With heart disease, the risk equation is different and the chances of getting it are disproportionately high for a passive smoker. A non-smoker regularly exposed to tobacco smoke is at the same risk as someone who smokes up to 10 cigarettes a day. Researchers believe that this is because blood platelet cells are extremely sensitive to tobacco smoke. Various studies have suggested that being exposed to tobacco smoke in the environment for 20 minutes a day has a similar damaging effect on platelets to smoking one or two cigarettes a day.

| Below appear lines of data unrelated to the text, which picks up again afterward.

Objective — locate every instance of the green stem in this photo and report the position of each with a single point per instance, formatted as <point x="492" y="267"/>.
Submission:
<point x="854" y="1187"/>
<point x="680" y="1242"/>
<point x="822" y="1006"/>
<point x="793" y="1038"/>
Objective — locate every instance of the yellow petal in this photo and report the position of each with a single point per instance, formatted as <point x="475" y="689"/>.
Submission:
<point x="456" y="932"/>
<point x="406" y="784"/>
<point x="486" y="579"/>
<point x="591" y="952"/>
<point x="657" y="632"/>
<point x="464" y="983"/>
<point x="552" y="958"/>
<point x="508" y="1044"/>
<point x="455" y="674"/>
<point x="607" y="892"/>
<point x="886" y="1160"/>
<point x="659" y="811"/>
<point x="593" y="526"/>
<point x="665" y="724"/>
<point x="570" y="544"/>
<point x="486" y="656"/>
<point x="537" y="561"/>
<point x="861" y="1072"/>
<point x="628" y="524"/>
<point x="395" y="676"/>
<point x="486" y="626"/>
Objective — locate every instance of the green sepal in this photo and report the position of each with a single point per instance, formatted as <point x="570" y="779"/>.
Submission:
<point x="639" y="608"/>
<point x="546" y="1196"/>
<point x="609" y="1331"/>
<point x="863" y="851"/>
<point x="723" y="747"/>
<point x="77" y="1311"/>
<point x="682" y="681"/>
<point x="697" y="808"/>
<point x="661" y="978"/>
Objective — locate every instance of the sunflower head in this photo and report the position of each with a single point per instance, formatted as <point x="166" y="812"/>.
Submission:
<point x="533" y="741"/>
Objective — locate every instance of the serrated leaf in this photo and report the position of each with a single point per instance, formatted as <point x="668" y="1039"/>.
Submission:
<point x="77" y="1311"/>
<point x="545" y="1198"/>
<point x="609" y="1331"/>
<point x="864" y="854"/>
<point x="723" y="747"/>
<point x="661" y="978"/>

The risk of respiratory complaints generally increases according to the amount of smoke to which you have been exposed, and at what stage in your life (children's lungs are particularly vulnerable to infection and irritation).

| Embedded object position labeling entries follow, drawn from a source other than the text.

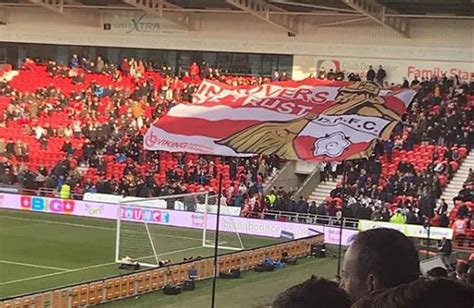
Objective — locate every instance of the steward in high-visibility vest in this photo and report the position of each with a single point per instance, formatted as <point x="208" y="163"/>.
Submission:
<point x="65" y="192"/>
<point x="271" y="198"/>
<point x="460" y="226"/>
<point x="398" y="218"/>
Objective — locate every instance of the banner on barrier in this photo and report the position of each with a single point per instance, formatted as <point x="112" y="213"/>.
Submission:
<point x="195" y="220"/>
<point x="417" y="231"/>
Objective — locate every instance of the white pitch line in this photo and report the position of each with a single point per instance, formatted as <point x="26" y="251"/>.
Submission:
<point x="87" y="268"/>
<point x="35" y="265"/>
<point x="91" y="226"/>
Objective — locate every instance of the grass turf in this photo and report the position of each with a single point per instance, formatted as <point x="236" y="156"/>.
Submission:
<point x="252" y="290"/>
<point x="40" y="251"/>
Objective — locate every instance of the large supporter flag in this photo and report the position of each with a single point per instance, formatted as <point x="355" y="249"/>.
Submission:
<point x="311" y="120"/>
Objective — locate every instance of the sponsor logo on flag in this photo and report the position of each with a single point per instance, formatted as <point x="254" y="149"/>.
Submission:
<point x="310" y="120"/>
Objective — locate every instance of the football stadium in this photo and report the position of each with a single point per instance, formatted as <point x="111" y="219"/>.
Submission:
<point x="236" y="153"/>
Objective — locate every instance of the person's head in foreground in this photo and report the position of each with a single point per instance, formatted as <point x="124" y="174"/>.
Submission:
<point x="314" y="292"/>
<point x="378" y="259"/>
<point x="436" y="293"/>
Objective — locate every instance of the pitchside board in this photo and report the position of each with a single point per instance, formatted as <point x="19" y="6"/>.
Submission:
<point x="145" y="281"/>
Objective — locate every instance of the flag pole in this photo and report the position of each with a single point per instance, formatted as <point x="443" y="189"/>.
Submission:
<point x="216" y="242"/>
<point x="343" y="196"/>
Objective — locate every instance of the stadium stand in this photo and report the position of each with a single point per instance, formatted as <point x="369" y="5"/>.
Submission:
<point x="75" y="129"/>
<point x="68" y="133"/>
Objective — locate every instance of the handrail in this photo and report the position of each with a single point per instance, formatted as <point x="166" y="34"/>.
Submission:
<point x="269" y="185"/>
<point x="307" y="180"/>
<point x="348" y="223"/>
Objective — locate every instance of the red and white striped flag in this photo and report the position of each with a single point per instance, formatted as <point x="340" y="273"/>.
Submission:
<point x="311" y="120"/>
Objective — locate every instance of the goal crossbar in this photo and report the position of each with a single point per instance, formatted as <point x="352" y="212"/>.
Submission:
<point x="139" y="240"/>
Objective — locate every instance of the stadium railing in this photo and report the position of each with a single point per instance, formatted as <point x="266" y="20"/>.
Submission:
<point x="149" y="280"/>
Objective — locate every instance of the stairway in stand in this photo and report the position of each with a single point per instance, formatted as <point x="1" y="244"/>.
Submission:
<point x="455" y="185"/>
<point x="323" y="190"/>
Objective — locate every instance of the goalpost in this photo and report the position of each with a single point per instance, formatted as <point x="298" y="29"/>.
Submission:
<point x="140" y="221"/>
<point x="209" y="227"/>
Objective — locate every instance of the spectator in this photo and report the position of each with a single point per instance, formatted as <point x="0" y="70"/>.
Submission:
<point x="74" y="62"/>
<point x="436" y="293"/>
<point x="378" y="259"/>
<point x="314" y="292"/>
<point x="194" y="71"/>
<point x="437" y="272"/>
<point x="381" y="74"/>
<point x="398" y="218"/>
<point x="370" y="74"/>
<point x="100" y="64"/>
<point x="445" y="249"/>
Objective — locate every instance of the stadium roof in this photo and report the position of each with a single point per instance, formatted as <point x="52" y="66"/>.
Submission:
<point x="392" y="14"/>
<point x="418" y="8"/>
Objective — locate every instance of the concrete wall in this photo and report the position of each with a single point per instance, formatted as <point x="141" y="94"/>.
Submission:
<point x="443" y="44"/>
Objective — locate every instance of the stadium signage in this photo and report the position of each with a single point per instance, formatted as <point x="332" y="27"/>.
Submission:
<point x="260" y="227"/>
<point x="396" y="69"/>
<point x="416" y="231"/>
<point x="146" y="215"/>
<point x="42" y="204"/>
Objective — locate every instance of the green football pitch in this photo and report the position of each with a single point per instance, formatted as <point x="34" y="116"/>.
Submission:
<point x="40" y="251"/>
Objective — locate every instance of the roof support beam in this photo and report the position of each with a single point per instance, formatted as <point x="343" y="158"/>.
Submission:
<point x="262" y="10"/>
<point x="378" y="13"/>
<point x="155" y="7"/>
<point x="52" y="5"/>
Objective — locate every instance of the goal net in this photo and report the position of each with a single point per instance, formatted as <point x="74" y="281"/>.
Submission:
<point x="229" y="237"/>
<point x="142" y="235"/>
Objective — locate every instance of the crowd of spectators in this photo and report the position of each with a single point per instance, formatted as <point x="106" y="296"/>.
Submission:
<point x="405" y="176"/>
<point x="95" y="113"/>
<point x="92" y="115"/>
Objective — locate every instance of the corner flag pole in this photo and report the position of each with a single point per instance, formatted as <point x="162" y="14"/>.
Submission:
<point x="343" y="196"/>
<point x="216" y="240"/>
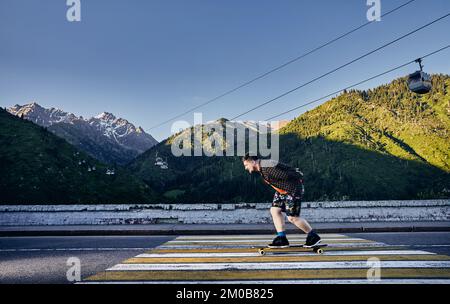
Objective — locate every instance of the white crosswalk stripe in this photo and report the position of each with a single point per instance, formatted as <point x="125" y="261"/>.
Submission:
<point x="235" y="260"/>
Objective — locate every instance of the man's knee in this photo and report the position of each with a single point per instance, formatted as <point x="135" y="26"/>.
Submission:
<point x="293" y="219"/>
<point x="275" y="210"/>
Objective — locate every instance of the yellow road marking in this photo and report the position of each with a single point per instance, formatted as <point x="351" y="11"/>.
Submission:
<point x="265" y="274"/>
<point x="281" y="258"/>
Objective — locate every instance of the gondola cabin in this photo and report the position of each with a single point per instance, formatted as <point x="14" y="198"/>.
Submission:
<point x="419" y="82"/>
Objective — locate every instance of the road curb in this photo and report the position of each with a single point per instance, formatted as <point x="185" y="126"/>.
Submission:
<point x="141" y="232"/>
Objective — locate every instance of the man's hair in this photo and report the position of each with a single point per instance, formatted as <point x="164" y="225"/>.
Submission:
<point x="249" y="157"/>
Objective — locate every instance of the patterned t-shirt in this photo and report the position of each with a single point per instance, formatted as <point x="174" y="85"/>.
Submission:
<point x="283" y="178"/>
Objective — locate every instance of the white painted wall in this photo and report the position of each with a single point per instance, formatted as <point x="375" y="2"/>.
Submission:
<point x="317" y="212"/>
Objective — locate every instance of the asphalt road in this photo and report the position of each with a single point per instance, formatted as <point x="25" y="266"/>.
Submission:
<point x="44" y="259"/>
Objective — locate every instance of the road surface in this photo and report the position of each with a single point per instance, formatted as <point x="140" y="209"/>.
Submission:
<point x="420" y="257"/>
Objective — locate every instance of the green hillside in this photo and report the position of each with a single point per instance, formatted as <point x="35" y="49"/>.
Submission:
<point x="38" y="167"/>
<point x="386" y="143"/>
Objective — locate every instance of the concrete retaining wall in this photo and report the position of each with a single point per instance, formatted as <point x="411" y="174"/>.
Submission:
<point x="316" y="212"/>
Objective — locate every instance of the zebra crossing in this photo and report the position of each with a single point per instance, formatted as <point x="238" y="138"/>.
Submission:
<point x="235" y="260"/>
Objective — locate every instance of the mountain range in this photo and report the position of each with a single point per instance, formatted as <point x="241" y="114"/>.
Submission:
<point x="385" y="143"/>
<point x="38" y="167"/>
<point x="107" y="138"/>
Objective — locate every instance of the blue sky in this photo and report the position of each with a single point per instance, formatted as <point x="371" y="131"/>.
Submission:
<point x="147" y="60"/>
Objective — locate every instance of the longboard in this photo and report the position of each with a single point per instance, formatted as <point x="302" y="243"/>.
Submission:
<point x="317" y="249"/>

"If you ask who should be worried about second-hand smoke, the answer is anyone who is exposed to it," says Professor Britton. So even if, like Naomi, you live with someone who makes cursory efforts to protect you, your health is being affected.
Cigarette smoke in the air is still harmful even if you cannot smell it, says Elin Roddy, an expert in respiratory diseases.
These messages may sound alarmist -- after all, we are exposed to exhaust fumes and other toxins every day. But the point is that our exposure to cigarette smoke usually occurs in confined spaces, unlike our exposure to general atmospheric pollution.
Non-smokers -- especially children, who breathe more rapidly than adults -- can receive particularly high doses of smoke in cars. There is evidence that just one cigarette, even with the car window open, creates a greater concentration of second-hand smoke than an evening in a smoky pub. A study by the Ontario Tobacco Research Unit indicated that the pollution created by one cigarette inside a car was 100 times greater than the accepted standard for fine-particle exposure as defined by the US Environmental Protection Agency.
Roddy, a consultant respiratory physician, sees the effects of second-hand smoke on his patients every day. For some, lung and airway disease is caused by second-hand smoke, and for many it causes flare-ups and deterioration.
"I've seen many lung cancer patients who have never smoked," he says, "and when you talk to them about their background, it's amazing how many have been regularly exposed to second-hand smoke."
About 10pc of people with lung cancer have never smoked.
What can passive smokers do to help themselves? The good news for those living with smokers is that the risk of contracting many smoking-related diseases diminishes rapidly once exposure ends permanently.
Campaigners put the emphasis on persuading smokers to give up, or leave the house to smoke. However, evidence suggests that nagging is not successful. Robert West, a professor of Health Psychology and Director of Tobacco Studies, says that smoking is driven more by addiction than by choice, and that any form of nicotine withdrawal, even after 90 minutes, causes tetchiness.
"A direct approach to a smoker isn't likely to be successful," he says. "You need to find a natural situation that brings up the subject of smoking -- say, someone in the house has a cough -- then suggest that you need to work out a solution together. If you can set rules together, it makes it easier when they have been violated. You can say: 'What can we do to get things back on track?'"
Suggesting nicotine gum or patches as a replacement for cigarettes can be useful, says Professor West, and may even help smokers to quit.
Ms Roddy's approach lifts blame from smokers but also puts responsibility gently on their shoulders. "I don't blame them, I blame nicotine addiction and the tobacco industry," she says. But smokers can plead partial knowledge of the effects of their smoking on others only for so long. "There is still a lack of awareness. But when there is information out there, smokers have an increasing responsibility to minimise their loved ones' exposure."